Et voilà ! J’en étais encore à ressasser des débilités juste parce que je prenais de l’âge, à croire que cela me rendait nostalgique et me donnait l’envie de faire mon check-up personnel. Histoire de déprimer.

Finalement, il me semblait surtout devenir le type le plus indécis de la planète à cet instant et que plutôt de que procrastiner, je souhaitai subitement que quelque chose arrive, n’importe quoi afin de me sortir de mes idées noires. Mais rien de fâcheux de préférence. Et comme si le destin m’avait entendu, une alarme se mit en marche.

Je déboulai donc dans le hall, là où l’on avait installé le système de surveillance. Quelqu’un avait aperçu des mouvements suspects dans le parc.

– On peut envoyer quelqu’un de plus ? Qui est de garde en ce moment ?

– Justin et Andrew. Tenez, les voilà sur le moniteur numéro 3. Mais ils sont à l’autre bout du parc.

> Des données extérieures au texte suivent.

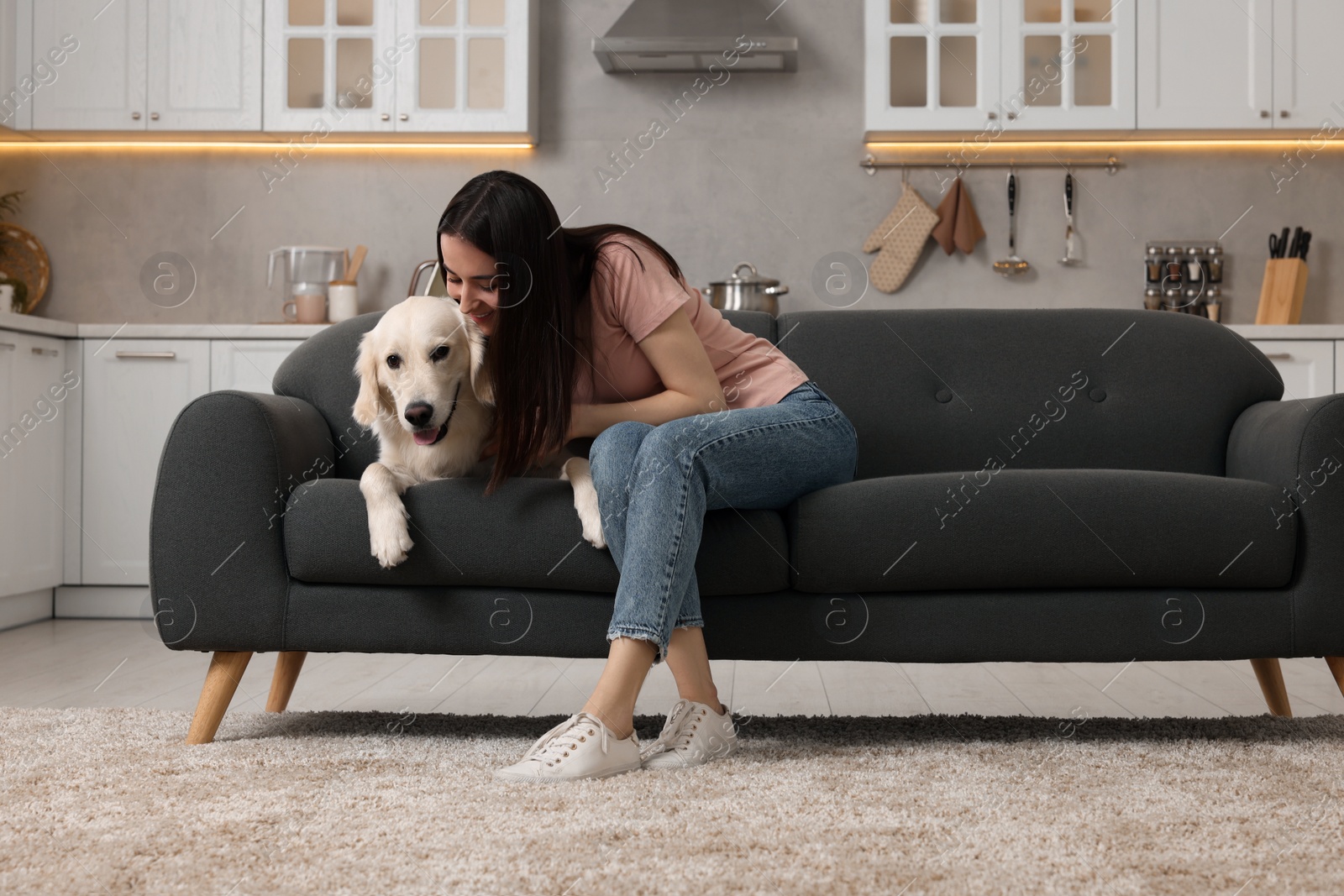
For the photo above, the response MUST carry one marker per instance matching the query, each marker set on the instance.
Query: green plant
(10, 203)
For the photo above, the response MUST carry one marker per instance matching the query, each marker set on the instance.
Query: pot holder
(900, 238)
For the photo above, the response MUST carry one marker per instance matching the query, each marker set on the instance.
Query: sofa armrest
(218, 578)
(1299, 446)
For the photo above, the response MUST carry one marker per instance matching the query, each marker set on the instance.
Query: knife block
(1283, 291)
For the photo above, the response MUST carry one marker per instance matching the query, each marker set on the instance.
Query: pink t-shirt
(628, 304)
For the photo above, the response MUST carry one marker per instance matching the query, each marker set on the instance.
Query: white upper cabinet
(1068, 65)
(456, 66)
(333, 65)
(205, 65)
(931, 65)
(101, 82)
(1206, 63)
(150, 65)
(1308, 62)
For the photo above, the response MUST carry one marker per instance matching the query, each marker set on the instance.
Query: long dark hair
(543, 322)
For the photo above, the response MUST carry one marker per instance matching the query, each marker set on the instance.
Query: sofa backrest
(947, 390)
(322, 372)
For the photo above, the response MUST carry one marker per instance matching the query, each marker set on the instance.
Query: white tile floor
(116, 663)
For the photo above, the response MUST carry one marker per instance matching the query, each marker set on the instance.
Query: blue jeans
(656, 483)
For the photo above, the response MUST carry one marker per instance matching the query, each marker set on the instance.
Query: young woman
(595, 332)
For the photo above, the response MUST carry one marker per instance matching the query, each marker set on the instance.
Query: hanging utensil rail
(1109, 163)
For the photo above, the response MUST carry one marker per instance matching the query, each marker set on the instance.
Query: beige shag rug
(111, 801)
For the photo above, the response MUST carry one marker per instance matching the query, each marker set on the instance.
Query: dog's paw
(389, 542)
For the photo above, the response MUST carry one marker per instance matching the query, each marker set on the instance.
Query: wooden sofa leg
(226, 671)
(1336, 665)
(282, 684)
(1270, 676)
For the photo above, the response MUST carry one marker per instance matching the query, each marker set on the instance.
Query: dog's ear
(480, 378)
(366, 369)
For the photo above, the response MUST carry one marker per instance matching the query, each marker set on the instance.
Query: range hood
(691, 35)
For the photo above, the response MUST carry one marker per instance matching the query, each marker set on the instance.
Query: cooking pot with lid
(750, 291)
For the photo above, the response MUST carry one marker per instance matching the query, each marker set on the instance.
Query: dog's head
(416, 364)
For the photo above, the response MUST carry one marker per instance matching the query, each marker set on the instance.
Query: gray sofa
(1032, 485)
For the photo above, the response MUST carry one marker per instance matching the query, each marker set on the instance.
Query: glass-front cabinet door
(467, 67)
(931, 65)
(333, 62)
(1068, 65)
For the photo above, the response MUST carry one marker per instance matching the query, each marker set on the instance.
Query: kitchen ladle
(1070, 259)
(1012, 265)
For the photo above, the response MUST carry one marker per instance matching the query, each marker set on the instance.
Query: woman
(593, 332)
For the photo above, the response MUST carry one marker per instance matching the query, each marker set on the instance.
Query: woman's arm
(691, 385)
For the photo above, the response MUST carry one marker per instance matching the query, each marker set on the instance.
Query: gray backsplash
(763, 168)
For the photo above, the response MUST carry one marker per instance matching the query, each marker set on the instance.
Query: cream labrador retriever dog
(421, 391)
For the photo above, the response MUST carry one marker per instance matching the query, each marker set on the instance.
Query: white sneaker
(578, 747)
(692, 735)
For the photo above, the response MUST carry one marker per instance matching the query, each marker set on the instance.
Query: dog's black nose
(420, 412)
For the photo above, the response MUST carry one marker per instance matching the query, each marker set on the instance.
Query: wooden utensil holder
(1281, 295)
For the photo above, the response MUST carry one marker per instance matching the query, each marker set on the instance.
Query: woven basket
(24, 259)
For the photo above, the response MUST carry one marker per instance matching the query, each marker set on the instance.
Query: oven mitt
(958, 226)
(900, 238)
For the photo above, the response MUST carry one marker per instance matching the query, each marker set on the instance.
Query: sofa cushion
(528, 535)
(1042, 530)
(940, 390)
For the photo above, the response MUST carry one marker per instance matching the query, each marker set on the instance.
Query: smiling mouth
(429, 437)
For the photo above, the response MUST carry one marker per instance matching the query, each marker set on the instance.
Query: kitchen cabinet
(1206, 63)
(402, 66)
(134, 391)
(1308, 65)
(248, 364)
(1068, 65)
(150, 65)
(931, 65)
(34, 390)
(1021, 65)
(101, 83)
(1307, 365)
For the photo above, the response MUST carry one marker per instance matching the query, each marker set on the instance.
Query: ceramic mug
(342, 300)
(306, 308)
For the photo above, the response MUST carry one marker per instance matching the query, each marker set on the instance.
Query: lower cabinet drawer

– On se fait une petite sortie ? suggéra Jonah, venant à l’instant de nous rejoindre.

– Je ne fais pas partie des gardes. Envoie l’équipe suivante. A quelle heure devait-elle prendre son tour ?

– C’est à dire que… commença-t-il d’un air embarrassé. Personne n’est libre pour le moment. Allez quoi ! Fais pas ta chochotte. Si cela se trouve, c’est juste un couple qui s’envoie en l’air dans un buisson.

Faire ma chochotte ! Et pourquoi comme par hasard aujourd’hui, tout le monde était… Oh putain, s’il avait fait ça, j’allais le trucider !

– Mouais.

Cela m’apprendra de souhaiter qu’il se passe un truc. En plus, il me saoula pour que ce soit moi qui m’y colle, me transformant je voulais dire. Il savait pourtant que je n’employais ma forme animale que lorsque c’était nécessaire. Mais l’idée de lui mordiller le tibia à notre retour m’effleura et finalement, j’acceptai.

Nous longions la partie ouest du parc extérieur, situé donc en dehors de la fortification. À cet endroit, il n’y avait malheureusement rien qui puisse empêcher quiconque d’entrer. Il arrivait parfois que des curieux ou même des campeurs s’y aventurent. Mais étant sur une propriété privée, il suffisait de les menacer de porter plainte pour en être débarrassé. Et sur le coup, j’imaginais sincèrement que ce ne serait rien de plus que cela.

– Il y a du mouvement par là-bas.

En effet, quelques feuilles bougèrent, mais il en fut de même pour les arbres alentour. Et à moins d’une attaque aérienne, je voyais mal pourquoi m’en inquiéter. Si ce n’était la tête de mon ami. Concentré comme s’il se retrouvait devant une interro de math à peine révisée. Depuis tout à l’heure, je sentais arriver le coup fourré, la farce de potache. Surtout un jour comme celui-ci, c’était bien son genre. Alors ses rôdeurs dans les jardins, j’avais franchement du mal à y croire.

J’humai l’air malgré tout. Le vent soufflait souvent de l’est. Non seulement me venaient les effluves en provenance du lac qui, sans aller jusqu’à me rappeler celle des embruns, portait tout de même son lot d’humidité. Mais cette fois, il y avait autre chose.

Une odeur particulière. Attirante même. Je grognai afin de faire part de ma découverte, grattant le sol dans cette direction, mais Jonah s’entêtait vers ce qu’il avait pressenti. Il me commanda de le suivre avant de s’éloigner. De plus en plus obsédant, ce qui me parvenait me faisait l’effet d’une bonne dose de phéromones femelles accompagné d’une émanation de sang.

J’eus beau rugir vers Jonah, il m’avait bel et bien planté là ce con ! Je me dirigeai alors vers le lac. L’instinct, surtout sous ma forme animale, était de toute façon le plus fort. L’emportant parfois sur la raison. Je longeai la berge, reniflant dans l’air, persuadé d’approcher du but. Et lorsque je la vis enfin, j’eus comme un mouvement de recul, entraîné par l’effet de surprise. Elle était là, devant moi à quelques mètres à peine. La lionne.